WebmasterWorld Senior Member 10+ Year Member



 
Msg#: 687 posted 5:04 am on Oct 5, 2002 (gmt 0)

I note that you do not include FrontPage in your list. If you don't mind my asking: Why not?

Eliz.

Superman

5+ Year Member



 
Msg#: 687 posted 6:04 am on Oct 5, 2002 (gmt 0)


1. I use FrontPage to build and maintain my site.

2. I've never had a problem with people ripping my site with it.

I don't really see how FrontPage can be used similarly to something like Teleport Pro to rip a site ... it seems like it would be a very slow way to do it.

Anyway, it's easy to block if you want. Just add this line:

RewriteCond %{HTTP_USER_AGENT} FrontPage [NC,OR]

-Superman-

Annii

10+ Year Member



 
Msg#: 687 posted 9:44 am on Oct 5, 2002 (gmt 0)

Hi JDMorgan
I uploaded the .htaccess
ErrorDocument 404 /404.htm
ErrorDocument 403 /403.htm
ErrorDocument 501 /404.htm
ErrorDocument 502 /404.htm
ErrorDocument 503 /404.htm

<FilesMatch "\.htm([l])*$">

ForceType application/x-httpd-php

</FilesMatch>

RewriteEngine On
RewriteCond %{HTTP_USER_AGENT} ^[Ww]eb[Bb]andit [OR]
............
RewriteCond %{HTTP_USER_AGENT} ^Zeus [OR]
RewriteCond %{HTTP_REFERER} ^http://www.iaea.org
RewriteRule !^http://www.mydomain.com/403.htm$ - [F,L]

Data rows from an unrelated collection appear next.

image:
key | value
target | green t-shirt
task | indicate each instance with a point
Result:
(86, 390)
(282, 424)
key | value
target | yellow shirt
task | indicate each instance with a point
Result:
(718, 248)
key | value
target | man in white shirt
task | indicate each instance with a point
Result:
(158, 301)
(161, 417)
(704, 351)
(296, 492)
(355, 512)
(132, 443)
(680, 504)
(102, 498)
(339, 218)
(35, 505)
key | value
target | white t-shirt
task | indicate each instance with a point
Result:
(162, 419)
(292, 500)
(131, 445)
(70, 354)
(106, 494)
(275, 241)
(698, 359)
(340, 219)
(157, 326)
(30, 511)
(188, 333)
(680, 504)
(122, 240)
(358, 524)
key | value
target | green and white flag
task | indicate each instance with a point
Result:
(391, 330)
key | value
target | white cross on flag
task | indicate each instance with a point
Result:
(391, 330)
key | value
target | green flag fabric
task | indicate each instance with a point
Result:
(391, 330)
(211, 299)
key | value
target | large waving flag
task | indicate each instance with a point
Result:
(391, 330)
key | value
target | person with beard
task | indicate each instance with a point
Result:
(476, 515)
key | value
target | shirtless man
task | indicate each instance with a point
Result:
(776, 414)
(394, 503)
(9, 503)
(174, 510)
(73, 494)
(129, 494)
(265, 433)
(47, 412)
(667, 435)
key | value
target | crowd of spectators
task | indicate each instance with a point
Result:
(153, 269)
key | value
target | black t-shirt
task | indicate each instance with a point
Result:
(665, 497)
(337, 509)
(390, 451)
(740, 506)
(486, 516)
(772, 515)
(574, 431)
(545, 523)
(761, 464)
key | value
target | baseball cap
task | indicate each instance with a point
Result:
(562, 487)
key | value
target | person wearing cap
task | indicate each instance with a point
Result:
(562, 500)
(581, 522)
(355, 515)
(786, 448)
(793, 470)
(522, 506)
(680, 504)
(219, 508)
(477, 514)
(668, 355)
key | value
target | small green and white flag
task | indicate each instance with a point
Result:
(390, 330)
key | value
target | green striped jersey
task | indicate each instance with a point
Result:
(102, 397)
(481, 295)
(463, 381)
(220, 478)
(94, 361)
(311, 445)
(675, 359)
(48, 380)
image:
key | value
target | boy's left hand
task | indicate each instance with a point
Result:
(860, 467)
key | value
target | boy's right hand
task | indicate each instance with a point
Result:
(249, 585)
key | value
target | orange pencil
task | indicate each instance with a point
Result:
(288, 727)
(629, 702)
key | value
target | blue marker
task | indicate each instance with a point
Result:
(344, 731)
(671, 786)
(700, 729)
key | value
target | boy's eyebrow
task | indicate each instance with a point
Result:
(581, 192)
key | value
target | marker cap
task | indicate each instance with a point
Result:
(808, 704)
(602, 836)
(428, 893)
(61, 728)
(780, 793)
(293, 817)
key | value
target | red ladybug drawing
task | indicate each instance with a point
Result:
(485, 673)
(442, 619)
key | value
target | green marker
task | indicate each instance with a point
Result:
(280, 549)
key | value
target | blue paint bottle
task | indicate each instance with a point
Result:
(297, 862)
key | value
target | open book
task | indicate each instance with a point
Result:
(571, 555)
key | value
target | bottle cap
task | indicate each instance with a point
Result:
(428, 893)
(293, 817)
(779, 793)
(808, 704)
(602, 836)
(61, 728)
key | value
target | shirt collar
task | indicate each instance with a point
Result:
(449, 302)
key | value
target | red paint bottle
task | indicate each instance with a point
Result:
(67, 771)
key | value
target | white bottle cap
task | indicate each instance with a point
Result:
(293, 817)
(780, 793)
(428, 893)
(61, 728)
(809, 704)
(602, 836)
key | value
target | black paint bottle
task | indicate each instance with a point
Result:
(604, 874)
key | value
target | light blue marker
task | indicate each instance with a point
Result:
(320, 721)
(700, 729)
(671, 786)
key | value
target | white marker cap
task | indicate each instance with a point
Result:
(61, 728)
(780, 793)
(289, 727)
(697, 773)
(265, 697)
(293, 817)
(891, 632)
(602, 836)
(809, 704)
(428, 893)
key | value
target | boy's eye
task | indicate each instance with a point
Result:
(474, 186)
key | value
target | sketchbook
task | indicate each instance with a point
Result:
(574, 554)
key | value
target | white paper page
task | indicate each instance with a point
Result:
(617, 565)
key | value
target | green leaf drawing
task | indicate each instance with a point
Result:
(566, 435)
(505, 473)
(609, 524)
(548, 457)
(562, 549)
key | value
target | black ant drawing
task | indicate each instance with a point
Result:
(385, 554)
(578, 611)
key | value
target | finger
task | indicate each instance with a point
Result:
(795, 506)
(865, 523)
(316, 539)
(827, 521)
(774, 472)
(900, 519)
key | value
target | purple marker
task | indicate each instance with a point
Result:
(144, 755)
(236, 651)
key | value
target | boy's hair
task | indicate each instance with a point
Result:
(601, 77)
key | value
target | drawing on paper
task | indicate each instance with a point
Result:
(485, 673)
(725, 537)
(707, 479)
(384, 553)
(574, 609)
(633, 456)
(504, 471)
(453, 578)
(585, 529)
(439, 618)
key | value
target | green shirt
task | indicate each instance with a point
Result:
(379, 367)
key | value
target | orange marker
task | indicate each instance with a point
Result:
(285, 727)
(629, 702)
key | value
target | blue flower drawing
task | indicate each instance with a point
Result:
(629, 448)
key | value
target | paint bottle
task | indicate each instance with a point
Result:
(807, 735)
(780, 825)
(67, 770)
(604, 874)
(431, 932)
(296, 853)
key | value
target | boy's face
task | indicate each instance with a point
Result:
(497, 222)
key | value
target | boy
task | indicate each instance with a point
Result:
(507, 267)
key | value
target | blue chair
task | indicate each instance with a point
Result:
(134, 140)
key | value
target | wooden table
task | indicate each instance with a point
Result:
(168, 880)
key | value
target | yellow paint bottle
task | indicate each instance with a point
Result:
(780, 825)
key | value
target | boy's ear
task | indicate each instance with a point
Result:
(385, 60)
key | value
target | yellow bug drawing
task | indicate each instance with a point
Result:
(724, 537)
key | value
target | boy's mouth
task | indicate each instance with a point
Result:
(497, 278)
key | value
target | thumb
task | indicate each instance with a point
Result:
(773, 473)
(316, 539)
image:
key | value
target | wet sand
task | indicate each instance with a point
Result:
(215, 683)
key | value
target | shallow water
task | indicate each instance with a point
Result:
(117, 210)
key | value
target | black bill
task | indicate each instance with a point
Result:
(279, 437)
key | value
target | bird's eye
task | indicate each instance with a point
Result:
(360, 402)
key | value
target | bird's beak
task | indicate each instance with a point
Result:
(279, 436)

My 404 works fine didn't really understand how to do the 500 tests
my filesmatch works fine
but the rewrite doesn't work, I actually download a trial of WebZip to test it and it allowed me to download my whole site..
I also used [wannabrowser.com...] typing in examples from the .htacces file such as WebZIP or WebCopier and it didn't show my 403.htm file

Any ideas anyone?

Thanks

Anni

carfac

WebmasterWorld Senior Member 10+ Year Member



 
Msg#: 687 posted 3:46 pm on Oct 5, 2002 (gmt 0)

Annii:

I THINK your problem is:

RewriteRule !^http://www.mydomain.com/403.htm$ - [F,L]

Do not put the URL there, just the page.... like this:

RewriteRule !^403.htm$ - [F,L]

dave

Annii

10+ Year Member



 
Msg#: 687 posted 4:48 pm on Oct 5, 2002 (gmt 0)
Dave,
Thanks, but unfortunately, that didn't seem to make any difference...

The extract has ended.